Over de precieze oorzaak van EIH is tot op heden geen consensus bereikt in de literatuur. Een mogelijke verklaring zou gelegen zijn in het feit dat sommige atleten tijdens inspanning gaan hypoventileren [4]. Bij hypoventilatie is de hoeveelheid lucht per ademteug te laag om het bloed van voldoende zuurstof te voorzien om de saturatie op peil te houden. Deze hypoventilatie zou vooral bij lage en submaximale inspanning optreden [4]. Een andere mogelijke verklaring is de zogenaamde ‘ventilatie perfusie mismatch’ (v/q ratio) [3]. Deze mismatch komt tot stand doordat in de longen het zuurstofaanbod te laag is bij een normale bloedtoevoer, of de bloedtoevoer onvoldoende is bij een normaal zuurstofaanbod [3]. In beide gevallen is het resultaat gelijk: minder zuurstof in het bloed. Een laatste veel gegeven verklaring is een suboptimale diffusiecapaciteit in de longen. Hierdoor is de gaswisseling, en dus ook de opname van O2 en de afgifte van CO2, suboptimaal [3]. Op hoogte is de zuurstofspanning lager, waardoor er sneller EIH optreedt..

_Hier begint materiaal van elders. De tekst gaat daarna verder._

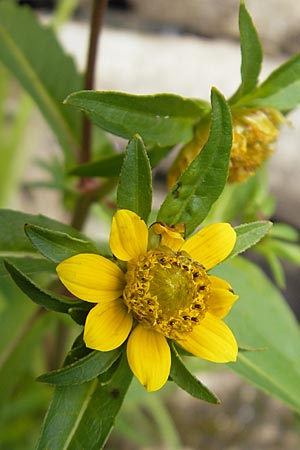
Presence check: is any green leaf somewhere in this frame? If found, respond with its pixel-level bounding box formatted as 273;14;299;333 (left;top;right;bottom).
117;135;152;222
260;248;286;289
0;2;82;159
157;89;232;234
0;301;52;408
4;261;82;313
0;209;88;255
229;220;272;258
37;353;132;450
65;91;210;147
0;257;56;279
234;54;300;111
229;1;263;105
170;345;220;403
25;224;97;263
70;146;170;178
38;348;121;385
270;222;300;242
212;258;300;412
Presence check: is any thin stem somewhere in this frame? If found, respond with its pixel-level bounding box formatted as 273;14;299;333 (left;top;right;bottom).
0;307;46;367
71;178;116;230
79;0;108;163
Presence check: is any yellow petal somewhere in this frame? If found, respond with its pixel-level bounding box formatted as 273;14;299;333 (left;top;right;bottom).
83;299;132;352
109;209;148;261
153;222;184;252
178;313;238;363
206;288;239;319
56;253;125;303
182;223;236;270
127;325;171;392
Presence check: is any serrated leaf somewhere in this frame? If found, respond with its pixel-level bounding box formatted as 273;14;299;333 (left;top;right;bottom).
69;147;170;178
0;209;88;255
157;89;232;234
234;54;300;111
65;91;210;147
37;348;121;385
229;2;263;105
37;353;132;450
229;220;273;258
4;260;82;313
270;222;300;243
117;136;152;222
212;258;300;412
0;257;56;280
170;345;220;403
0;2;82;159
24;224;97;263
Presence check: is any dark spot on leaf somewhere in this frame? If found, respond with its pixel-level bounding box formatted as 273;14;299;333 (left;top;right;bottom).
110;389;120;398
172;181;182;198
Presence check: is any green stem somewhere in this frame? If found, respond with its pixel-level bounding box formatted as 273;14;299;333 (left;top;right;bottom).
0;307;46;368
71;0;107;230
79;0;107;163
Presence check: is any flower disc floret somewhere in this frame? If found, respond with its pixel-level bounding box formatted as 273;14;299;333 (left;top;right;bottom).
57;210;238;391
123;247;211;339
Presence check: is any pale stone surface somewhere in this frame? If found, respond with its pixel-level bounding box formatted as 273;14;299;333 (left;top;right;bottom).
131;0;300;53
57;24;300;227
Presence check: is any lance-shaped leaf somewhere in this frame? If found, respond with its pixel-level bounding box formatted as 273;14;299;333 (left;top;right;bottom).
229;220;272;258
170;345;220;403
38;348;121;385
229;1;263;104
0;209;84;256
25;224;97;263
0;2;82;159
4;261;82;313
117;135;152;222
234;53;300;111
65;91;210;147
212;258;300;412
0;257;56;280
69;146;171;178
37;352;132;450
157;89;232;234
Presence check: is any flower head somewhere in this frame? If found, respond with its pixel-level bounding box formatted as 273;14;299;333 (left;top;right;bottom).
57;210;238;391
168;108;285;187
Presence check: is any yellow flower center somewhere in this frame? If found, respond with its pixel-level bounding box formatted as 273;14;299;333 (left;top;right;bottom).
124;247;210;339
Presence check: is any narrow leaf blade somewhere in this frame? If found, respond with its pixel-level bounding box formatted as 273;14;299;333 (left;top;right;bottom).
65;91;210;147
69;146;171;178
229;2;263;104
25;224;97;263
4;261;81;313
37;354;132;450
158;89;232;234
38;349;121;385
213;258;300;412
117;135;152;222
170;345;220;403
0;209;88;255
235;53;300;111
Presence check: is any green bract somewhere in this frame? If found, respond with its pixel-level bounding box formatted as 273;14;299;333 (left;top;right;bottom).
0;0;300;450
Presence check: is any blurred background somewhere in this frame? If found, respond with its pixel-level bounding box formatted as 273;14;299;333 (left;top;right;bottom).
0;0;300;450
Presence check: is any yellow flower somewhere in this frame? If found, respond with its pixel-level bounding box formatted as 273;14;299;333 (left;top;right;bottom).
57;210;238;391
168;108;285;188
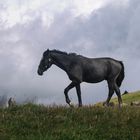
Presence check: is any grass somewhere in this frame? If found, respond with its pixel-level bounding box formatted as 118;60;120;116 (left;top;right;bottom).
111;91;140;105
0;104;140;140
95;91;140;107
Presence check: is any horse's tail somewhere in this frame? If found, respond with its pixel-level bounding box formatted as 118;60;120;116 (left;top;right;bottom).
116;61;125;87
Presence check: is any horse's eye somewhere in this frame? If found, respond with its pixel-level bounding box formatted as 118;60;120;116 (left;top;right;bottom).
48;58;51;62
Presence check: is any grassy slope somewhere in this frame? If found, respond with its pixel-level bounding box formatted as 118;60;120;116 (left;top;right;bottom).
111;91;140;105
0;93;140;140
96;91;140;106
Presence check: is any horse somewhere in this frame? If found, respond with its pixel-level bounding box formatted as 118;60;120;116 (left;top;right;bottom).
37;49;125;107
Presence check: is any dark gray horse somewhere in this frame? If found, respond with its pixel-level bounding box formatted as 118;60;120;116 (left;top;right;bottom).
38;50;124;106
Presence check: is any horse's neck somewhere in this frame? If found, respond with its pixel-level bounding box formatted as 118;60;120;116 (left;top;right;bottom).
52;53;70;71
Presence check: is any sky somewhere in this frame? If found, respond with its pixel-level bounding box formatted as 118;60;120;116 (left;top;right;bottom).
0;0;140;105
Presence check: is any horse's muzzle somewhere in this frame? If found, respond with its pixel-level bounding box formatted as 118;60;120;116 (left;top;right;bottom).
37;69;43;76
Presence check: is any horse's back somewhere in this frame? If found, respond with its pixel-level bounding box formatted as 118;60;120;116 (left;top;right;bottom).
82;58;121;83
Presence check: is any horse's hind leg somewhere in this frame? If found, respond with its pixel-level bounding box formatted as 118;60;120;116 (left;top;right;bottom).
114;83;122;107
103;81;114;106
64;82;76;105
76;84;82;107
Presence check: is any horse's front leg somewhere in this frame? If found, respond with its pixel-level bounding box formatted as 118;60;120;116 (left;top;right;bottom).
64;82;76;105
76;84;82;107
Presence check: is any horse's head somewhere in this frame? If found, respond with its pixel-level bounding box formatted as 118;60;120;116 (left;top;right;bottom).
37;49;52;75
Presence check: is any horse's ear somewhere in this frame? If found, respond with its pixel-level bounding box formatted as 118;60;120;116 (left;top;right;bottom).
43;49;49;57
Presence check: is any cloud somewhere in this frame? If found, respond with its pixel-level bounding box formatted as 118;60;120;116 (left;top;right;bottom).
0;0;140;104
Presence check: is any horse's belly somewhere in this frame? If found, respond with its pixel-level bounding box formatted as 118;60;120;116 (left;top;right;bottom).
83;76;105;83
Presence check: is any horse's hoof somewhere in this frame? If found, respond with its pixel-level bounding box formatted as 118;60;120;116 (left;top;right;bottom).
69;102;74;107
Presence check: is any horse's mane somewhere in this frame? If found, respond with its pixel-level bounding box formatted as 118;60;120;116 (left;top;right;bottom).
51;49;78;56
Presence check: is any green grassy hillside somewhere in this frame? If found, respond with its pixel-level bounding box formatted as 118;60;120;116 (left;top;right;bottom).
111;91;140;105
95;91;140;106
0;104;140;140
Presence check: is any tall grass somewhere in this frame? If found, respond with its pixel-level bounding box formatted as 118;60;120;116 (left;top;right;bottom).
0;104;140;140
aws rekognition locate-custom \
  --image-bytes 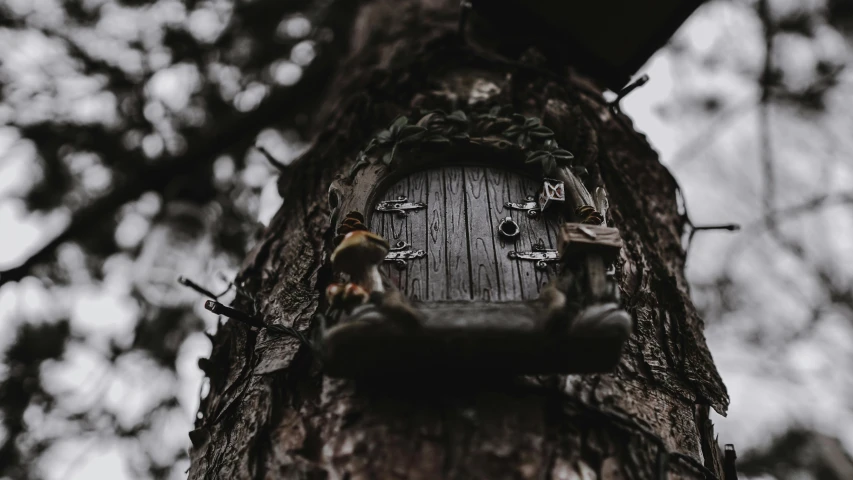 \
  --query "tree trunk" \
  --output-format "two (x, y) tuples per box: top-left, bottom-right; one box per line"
(190, 0), (728, 479)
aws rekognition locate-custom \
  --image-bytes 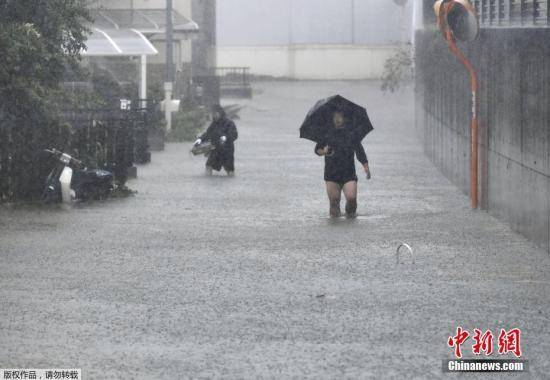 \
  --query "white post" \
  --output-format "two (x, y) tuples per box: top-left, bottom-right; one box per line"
(139, 55), (147, 108)
(164, 82), (172, 132)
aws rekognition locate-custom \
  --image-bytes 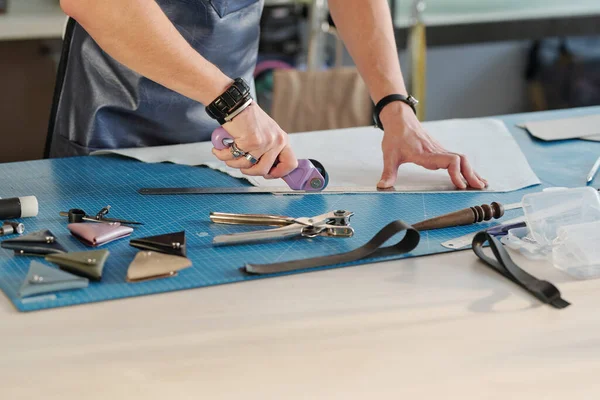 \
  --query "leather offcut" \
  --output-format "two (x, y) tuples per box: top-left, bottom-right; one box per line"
(129, 231), (186, 257)
(67, 222), (133, 247)
(19, 261), (89, 297)
(46, 250), (110, 281)
(127, 251), (192, 282)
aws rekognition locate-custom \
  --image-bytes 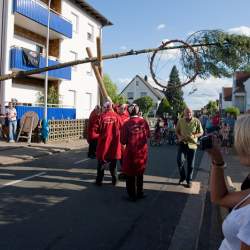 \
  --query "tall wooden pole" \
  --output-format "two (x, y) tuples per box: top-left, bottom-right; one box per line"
(96, 37), (103, 78)
(86, 47), (110, 100)
(96, 37), (104, 104)
(0, 43), (219, 81)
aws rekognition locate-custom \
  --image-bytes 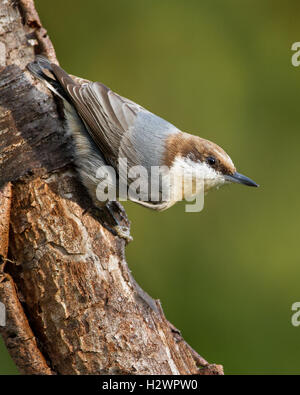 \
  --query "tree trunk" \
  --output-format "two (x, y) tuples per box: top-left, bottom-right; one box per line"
(0, 0), (222, 374)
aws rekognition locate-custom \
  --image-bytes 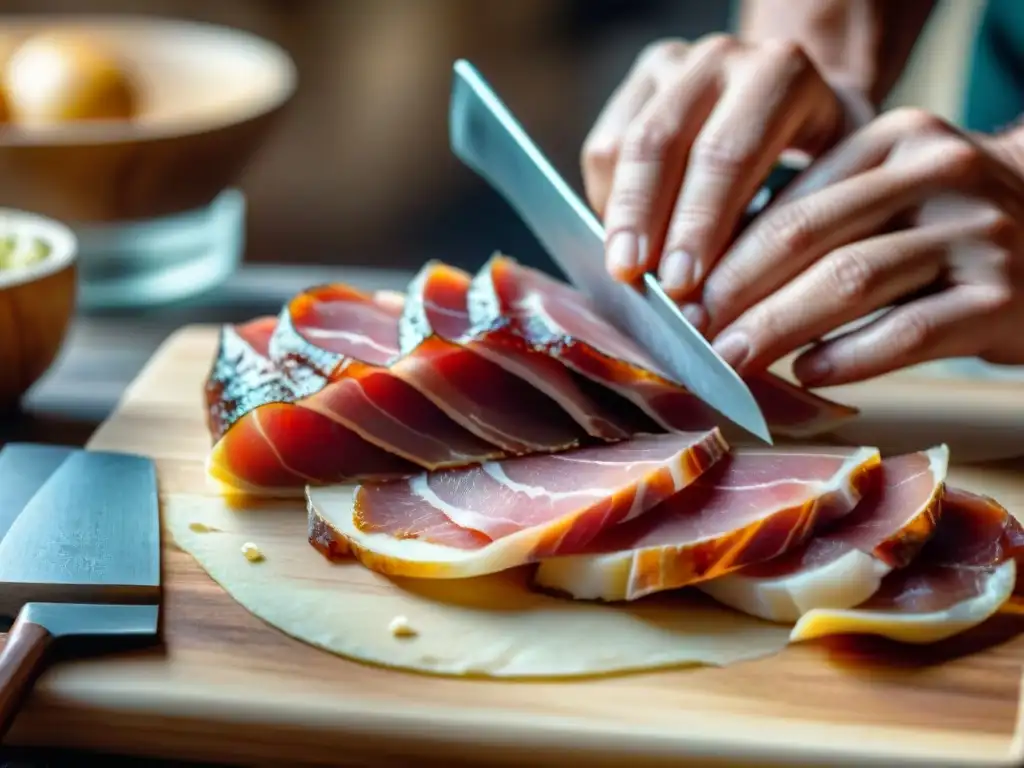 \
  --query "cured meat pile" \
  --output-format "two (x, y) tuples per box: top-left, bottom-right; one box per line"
(206, 255), (1024, 642)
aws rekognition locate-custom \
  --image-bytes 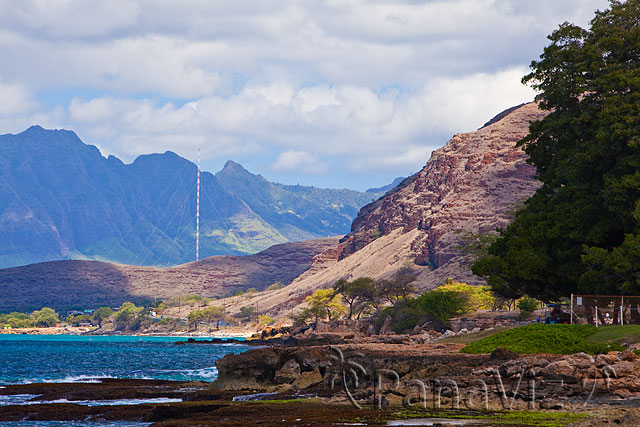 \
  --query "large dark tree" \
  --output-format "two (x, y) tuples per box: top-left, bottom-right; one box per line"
(473, 0), (640, 300)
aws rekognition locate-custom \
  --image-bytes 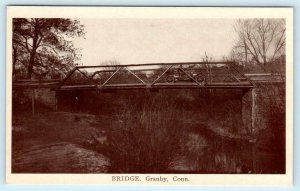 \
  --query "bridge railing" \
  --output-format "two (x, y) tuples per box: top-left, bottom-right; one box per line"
(59, 62), (252, 89)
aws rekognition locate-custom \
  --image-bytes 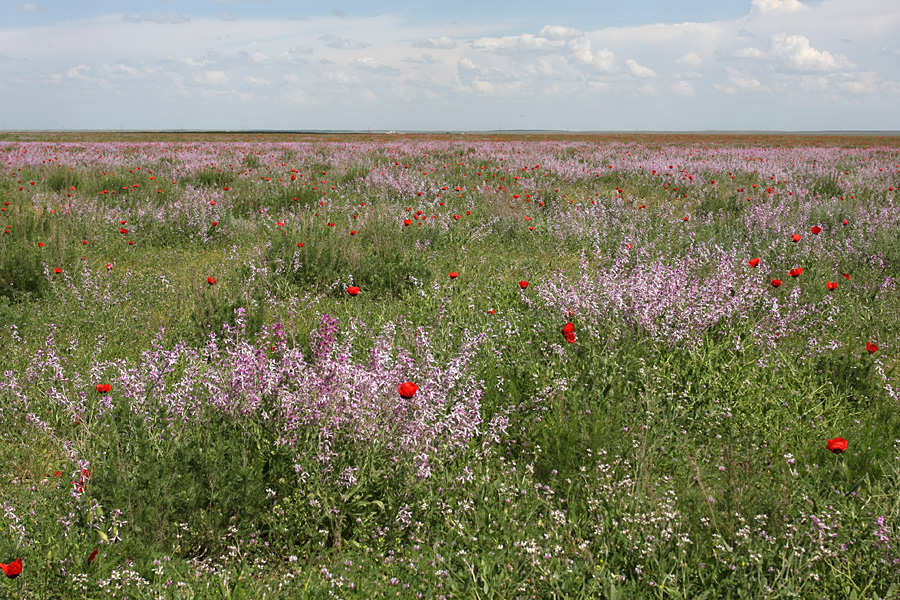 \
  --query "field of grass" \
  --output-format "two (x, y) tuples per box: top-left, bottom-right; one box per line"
(0, 134), (900, 599)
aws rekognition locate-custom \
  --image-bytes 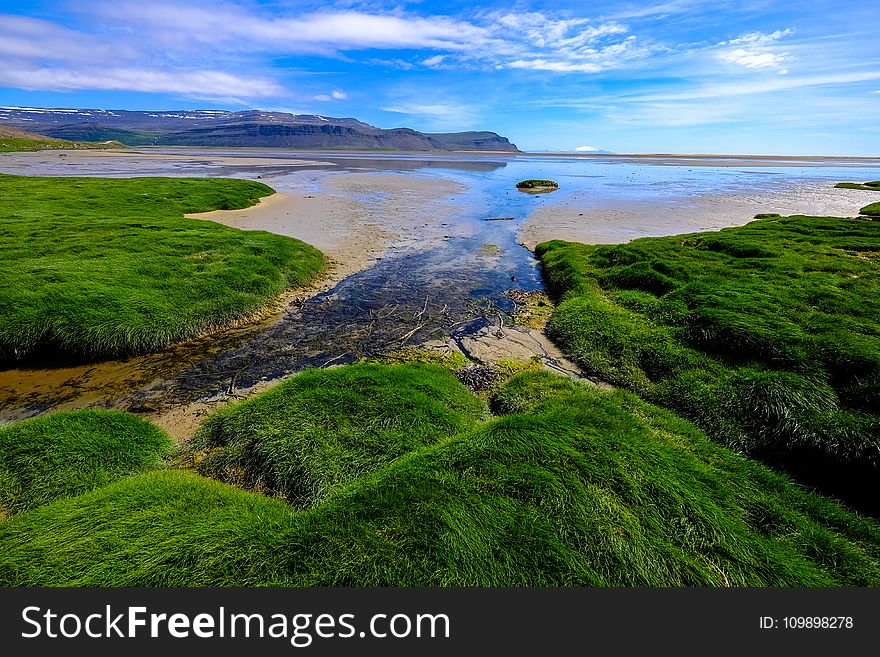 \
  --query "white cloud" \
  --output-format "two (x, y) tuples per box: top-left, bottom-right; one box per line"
(313, 90), (348, 101)
(422, 55), (447, 67)
(0, 14), (138, 62)
(715, 28), (794, 75)
(382, 101), (477, 130)
(93, 2), (485, 53)
(0, 66), (283, 99)
(718, 48), (790, 68)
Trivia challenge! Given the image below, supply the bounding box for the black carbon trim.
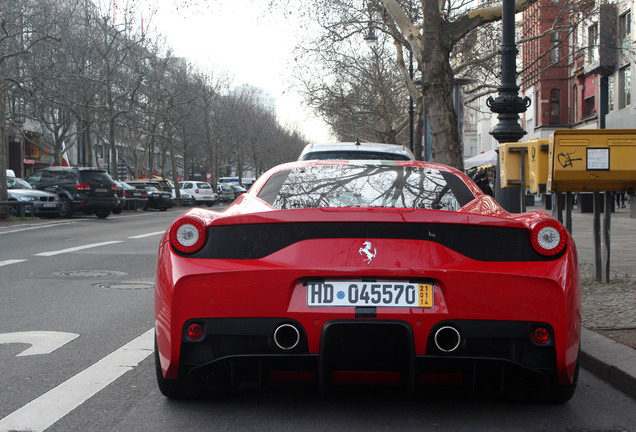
[175,222,564,262]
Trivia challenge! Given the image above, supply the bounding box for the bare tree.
[272,0,537,168]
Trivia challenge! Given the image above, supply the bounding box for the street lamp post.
[409,51,415,152]
[486,0,530,213]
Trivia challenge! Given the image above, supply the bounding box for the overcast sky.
[140,0,330,142]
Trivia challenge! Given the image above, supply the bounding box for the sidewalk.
[528,200,636,399]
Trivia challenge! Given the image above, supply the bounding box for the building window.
[618,66,632,109]
[607,75,616,112]
[618,11,632,50]
[572,86,579,123]
[550,89,561,124]
[550,32,561,64]
[582,96,596,118]
[587,23,598,63]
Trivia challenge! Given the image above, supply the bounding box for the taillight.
[186,324,203,341]
[170,216,207,253]
[530,219,567,256]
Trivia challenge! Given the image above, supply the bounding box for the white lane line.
[0,260,26,267]
[128,230,166,239]
[34,240,122,256]
[0,328,154,432]
[0,331,79,357]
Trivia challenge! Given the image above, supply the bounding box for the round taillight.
[170,216,207,253]
[186,324,203,340]
[530,219,567,256]
[532,327,550,345]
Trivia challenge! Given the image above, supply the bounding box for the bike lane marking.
[0,260,26,267]
[34,240,123,256]
[0,328,154,432]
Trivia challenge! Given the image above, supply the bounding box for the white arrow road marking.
[128,230,166,239]
[0,328,154,432]
[0,260,26,267]
[35,240,122,256]
[0,331,79,357]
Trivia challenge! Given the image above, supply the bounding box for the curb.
[581,328,636,399]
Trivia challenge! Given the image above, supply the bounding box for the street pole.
[409,51,414,151]
[486,0,530,213]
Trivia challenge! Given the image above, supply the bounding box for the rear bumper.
[73,195,119,211]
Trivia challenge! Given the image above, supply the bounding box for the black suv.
[25,167,119,219]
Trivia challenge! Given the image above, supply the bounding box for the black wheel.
[95,209,110,219]
[60,197,73,217]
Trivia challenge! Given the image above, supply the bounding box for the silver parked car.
[7,177,61,217]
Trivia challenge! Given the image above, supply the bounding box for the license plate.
[307,281,433,308]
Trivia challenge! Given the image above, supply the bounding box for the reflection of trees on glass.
[274,165,461,210]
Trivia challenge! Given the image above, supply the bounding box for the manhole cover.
[53,270,126,277]
[93,282,155,290]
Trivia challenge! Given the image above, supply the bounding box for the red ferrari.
[155,161,581,402]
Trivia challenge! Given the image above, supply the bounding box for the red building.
[520,0,570,132]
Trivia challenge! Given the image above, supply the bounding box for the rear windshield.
[258,165,474,211]
[79,171,113,183]
[302,150,411,160]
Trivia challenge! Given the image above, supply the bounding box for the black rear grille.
[179,222,563,261]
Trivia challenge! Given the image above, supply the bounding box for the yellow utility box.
[499,142,530,188]
[547,129,636,192]
[527,138,550,194]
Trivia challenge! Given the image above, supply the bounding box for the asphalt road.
[0,206,636,432]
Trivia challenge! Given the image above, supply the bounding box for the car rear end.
[155,208,580,400]
[74,169,118,214]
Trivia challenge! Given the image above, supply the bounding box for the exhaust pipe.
[434,326,462,352]
[274,324,300,351]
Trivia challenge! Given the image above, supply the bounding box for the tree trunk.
[419,1,464,169]
[0,81,9,219]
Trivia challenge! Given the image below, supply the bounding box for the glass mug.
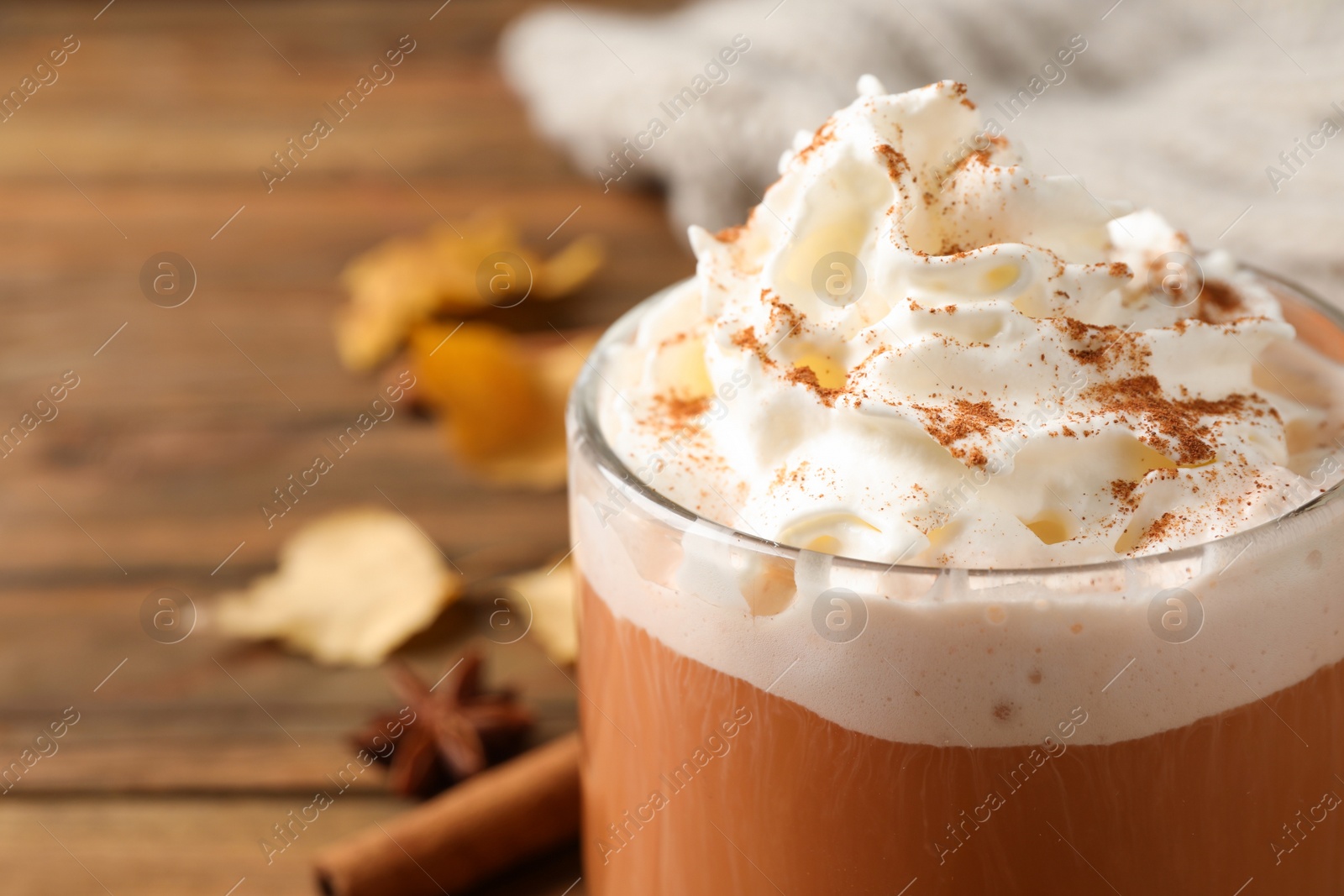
[569,275,1344,896]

Atleten bij wie EIH optreedt kunnen daar nadelige effecten van ondervinden wat hun fysieke prestatie betreft. Onderzoek uit de jaren negentig van Koskolou en McKenzie laat zien dat de maximale prestatie van goed getrainde wielrenners pas afneemt bij een SaO2 van ≤ 87 procent [2]. Bij een SaO2 van 90 procent is geen afname van de prestatie gevonden. Andere onderzoeksdata geven aan dat, in ieder geval bij een SaO2 < 95 procent, iedere (verdere) procentuele afname een twee procent afname van de VO2 met zich meebrengt. Hierdoor is het zuurstofaanbod aan de spier tijdens hoogintensieve inspanning lager, waardoor de maximale prestatie afneemt [3]. Volgens Romer e.a. is lokale spiervermoeidheid door een lager zuurstofaanbod bij EIH inderdaad de belangrijkste oorzaak voor de prestatieafname [5].

Er zijn twee concrete mogelijkheden om de daling in prestatieniveau door EIH tegen te gaan. De eerste is door tijdens de inspanning met zuurstof verrijkte lucht in te ademen [3]. Het ‘normale’ zuurstofpercentage in de lucht is 21 procent. Bij het inademen van lucht met een zuurstofpercentage van dertig procent treedt EIH in het geheel al niet meer op [3].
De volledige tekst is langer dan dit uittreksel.